When suggesting code:

  • Respect the layer boundaries
  • Use path aliases
  • Follow the action-driven pattern
  • Ask if you're unsure whether something belongs in lib/realm/feedline
  • Point out potential issues with distributed sync or causal ordering

Current focus areas:

  • Porting realm protocol from prototype (needs review)
  • Establishing feedline action schemas
  • Designing job queue for background work (not implemented yet)
  • Building out Solid.js UI components

Testing Strategy#

Tests are written after the structure is stable - think of them as "pouring concrete" to lock in architectural decisions.

Test organization:

  • Unit tests alongside source: foo.tsfoo.spec.ts
  • Integration tests in #spec/*
  • Use @jest/globals for Jest functions
  • Path aliases work in tests (configured in jest.config.js)

What needs testing:

  • Realm protocol correctness (HLC ordering, sync protocol)
  • Action materialization (replaying action logs correctly)
  • Server peer behavior (relay, storage, deduplication)

Roadmap#

Based on tmp-analizer/FEEDLINE_ARCHITECTURE.md, the planned implementation phases are:

Phase 1: Foundation (In Progress)#

  • ✅ Basic realm protocol ported (needs review)
  • 🔄 Realm client/server architecture
  • ⏳ Action sync verification
  • ⏳ Feed schemas

Phase 2: Feed Tracking (Not Started)#

  • feed:track / feed:untrack actions
  • Server-side scheduler
  • RSS fetcher
  • feed:patch action creator

Phase 3: Analysis Integration (Planned)#

  • Analysis worker service (Piscina-based job queue)
  • entry:analyzed action
  • Static file server
  • Audio processing

Phase 4: WebTorrent P2P (Planned)#

  • RealmTorrentManager
  • Separate WebRTC connections for torrents
  • Stream source switching

Phase 5: ATProto Integration (Planned)#

  • Publisher service (opt-in)
  • Magnet discovery
  • Jetstream subscriber for aggregation

Phase 6: Self-Hosted Stack (Planned)#

  • Container images
  • macOS menu bar app
  • Linux Flatpak

Important Files#

Realm Protocol:

  • src/realm/logical-clock.ts - HLC implementation
  • src/realm/schema/timestamp.ts - Timestamp schemas
  • src/realm/client/realm.ts - Client realm connection
  • src/realm/server/driver-realm.ts - Server realm driver

Utilities:

  • src/lib/async/ - Async primitives (critical for coordination)
  • src/lib/crypto/ - JWT/JWK for authentication
  • src/lib/schema/ - Zod helpers

Tests:

  • src/realm/logical-clock.spec.ts - HLC tests (important!)
  • src/realm/server/ - Server peer tests (need review)

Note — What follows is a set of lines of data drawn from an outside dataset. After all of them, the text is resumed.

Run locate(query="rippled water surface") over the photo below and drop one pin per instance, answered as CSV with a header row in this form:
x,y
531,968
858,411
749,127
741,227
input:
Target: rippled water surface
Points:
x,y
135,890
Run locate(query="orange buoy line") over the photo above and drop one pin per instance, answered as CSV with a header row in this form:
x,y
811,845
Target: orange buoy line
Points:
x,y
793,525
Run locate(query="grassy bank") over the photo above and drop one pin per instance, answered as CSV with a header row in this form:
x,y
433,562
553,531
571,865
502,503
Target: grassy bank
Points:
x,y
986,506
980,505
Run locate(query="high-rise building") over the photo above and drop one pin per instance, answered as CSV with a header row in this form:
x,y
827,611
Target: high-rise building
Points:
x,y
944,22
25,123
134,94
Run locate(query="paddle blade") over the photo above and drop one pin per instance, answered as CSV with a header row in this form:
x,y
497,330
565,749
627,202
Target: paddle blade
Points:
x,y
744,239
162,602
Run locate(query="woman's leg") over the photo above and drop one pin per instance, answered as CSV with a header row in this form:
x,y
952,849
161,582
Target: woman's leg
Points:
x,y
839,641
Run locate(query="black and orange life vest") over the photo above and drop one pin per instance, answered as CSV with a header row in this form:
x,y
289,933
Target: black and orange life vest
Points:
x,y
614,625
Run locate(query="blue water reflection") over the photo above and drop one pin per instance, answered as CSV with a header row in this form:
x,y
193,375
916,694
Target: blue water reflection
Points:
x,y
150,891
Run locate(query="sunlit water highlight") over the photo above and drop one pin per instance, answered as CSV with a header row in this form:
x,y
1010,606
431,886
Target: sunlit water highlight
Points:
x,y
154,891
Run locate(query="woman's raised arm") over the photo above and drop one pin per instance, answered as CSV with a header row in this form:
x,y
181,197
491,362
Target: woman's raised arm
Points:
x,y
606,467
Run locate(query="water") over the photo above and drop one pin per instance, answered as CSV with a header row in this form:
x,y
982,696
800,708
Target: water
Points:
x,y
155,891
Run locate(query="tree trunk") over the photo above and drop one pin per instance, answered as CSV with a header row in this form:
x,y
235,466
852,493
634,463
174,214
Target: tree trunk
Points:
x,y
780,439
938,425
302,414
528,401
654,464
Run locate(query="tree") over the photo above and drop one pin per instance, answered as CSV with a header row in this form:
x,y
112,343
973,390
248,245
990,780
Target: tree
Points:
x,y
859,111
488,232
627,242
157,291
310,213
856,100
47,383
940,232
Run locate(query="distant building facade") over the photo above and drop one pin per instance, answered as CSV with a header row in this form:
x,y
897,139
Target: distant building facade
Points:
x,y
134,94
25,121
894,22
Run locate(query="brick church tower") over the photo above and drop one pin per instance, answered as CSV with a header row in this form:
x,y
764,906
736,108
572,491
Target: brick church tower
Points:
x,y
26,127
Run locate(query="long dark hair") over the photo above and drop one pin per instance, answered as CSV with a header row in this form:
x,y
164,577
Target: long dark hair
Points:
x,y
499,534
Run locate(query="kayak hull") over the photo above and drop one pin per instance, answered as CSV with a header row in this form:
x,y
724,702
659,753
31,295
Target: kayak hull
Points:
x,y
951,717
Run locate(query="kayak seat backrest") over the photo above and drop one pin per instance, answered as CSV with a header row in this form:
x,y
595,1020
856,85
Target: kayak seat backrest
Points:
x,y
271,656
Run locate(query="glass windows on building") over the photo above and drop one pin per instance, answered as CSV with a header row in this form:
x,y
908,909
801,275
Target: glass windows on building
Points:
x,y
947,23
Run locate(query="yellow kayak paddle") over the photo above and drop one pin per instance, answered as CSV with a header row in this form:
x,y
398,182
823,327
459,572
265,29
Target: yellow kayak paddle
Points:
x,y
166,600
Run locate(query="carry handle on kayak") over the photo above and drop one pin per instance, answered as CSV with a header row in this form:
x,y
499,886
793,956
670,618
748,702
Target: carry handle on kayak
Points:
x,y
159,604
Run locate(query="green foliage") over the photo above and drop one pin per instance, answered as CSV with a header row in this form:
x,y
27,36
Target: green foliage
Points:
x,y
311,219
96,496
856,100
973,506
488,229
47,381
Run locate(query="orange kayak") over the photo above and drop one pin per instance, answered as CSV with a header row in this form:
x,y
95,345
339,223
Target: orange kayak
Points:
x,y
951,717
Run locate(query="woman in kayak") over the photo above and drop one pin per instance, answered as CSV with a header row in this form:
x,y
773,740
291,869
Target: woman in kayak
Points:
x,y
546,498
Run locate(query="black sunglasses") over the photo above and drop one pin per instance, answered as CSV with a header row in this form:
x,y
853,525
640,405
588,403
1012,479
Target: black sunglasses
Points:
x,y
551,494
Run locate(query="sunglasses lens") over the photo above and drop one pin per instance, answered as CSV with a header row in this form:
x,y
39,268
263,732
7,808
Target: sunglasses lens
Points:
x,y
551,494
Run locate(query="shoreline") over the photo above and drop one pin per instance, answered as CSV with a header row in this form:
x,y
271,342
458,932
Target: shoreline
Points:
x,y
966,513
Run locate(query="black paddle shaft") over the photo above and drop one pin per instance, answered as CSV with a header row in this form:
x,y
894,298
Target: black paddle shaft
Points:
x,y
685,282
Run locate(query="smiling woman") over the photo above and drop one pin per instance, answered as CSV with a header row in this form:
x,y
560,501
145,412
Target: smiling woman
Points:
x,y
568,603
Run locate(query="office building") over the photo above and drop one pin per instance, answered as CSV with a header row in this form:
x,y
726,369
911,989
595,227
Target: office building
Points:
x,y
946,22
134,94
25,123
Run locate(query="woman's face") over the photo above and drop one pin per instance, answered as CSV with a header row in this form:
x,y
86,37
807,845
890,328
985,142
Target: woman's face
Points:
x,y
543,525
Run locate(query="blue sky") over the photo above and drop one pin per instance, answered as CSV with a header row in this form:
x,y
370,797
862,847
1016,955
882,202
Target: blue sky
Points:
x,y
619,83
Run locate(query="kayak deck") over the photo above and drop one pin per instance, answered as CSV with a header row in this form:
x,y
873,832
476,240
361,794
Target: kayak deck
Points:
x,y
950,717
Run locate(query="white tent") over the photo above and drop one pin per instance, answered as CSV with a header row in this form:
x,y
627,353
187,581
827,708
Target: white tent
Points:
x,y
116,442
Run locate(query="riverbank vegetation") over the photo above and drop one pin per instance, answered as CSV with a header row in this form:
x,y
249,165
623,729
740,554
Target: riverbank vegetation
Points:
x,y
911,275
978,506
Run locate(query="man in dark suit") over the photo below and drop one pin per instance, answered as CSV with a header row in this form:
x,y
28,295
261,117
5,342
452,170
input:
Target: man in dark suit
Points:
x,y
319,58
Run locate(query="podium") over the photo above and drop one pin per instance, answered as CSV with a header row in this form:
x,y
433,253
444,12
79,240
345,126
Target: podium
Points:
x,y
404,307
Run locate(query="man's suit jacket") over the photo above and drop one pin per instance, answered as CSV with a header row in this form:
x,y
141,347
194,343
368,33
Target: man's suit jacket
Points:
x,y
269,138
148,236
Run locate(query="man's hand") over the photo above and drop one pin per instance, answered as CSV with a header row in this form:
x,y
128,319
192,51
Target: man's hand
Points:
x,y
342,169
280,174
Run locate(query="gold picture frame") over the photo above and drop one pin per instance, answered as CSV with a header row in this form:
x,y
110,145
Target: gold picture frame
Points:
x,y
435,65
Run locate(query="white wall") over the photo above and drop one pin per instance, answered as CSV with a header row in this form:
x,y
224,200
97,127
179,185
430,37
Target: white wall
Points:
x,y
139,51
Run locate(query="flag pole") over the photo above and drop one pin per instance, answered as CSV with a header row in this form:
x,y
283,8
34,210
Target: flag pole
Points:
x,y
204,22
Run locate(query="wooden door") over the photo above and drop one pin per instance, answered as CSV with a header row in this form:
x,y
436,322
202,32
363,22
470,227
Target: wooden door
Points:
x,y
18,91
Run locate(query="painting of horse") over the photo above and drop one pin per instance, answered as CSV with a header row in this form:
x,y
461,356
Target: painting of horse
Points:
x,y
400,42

ATProto Integration Notes#

Feedline will use ATProto (feedline.at domain) for:

  • Discovery - Find popular feeds, episode magnets
  • Sharing - Optionally publish your subscriptions/magnets
  • Privacy-first - Everything private by default, ATProto is opt-in

ATProto is not used for:

  • Primary data storage (all local-first)
  • Sync protocol (realm handles that)
  • Authentication between your devices (realm uses JWTs)

Think of ATProto as a public discovery layer on top of a fully private P2P foundation.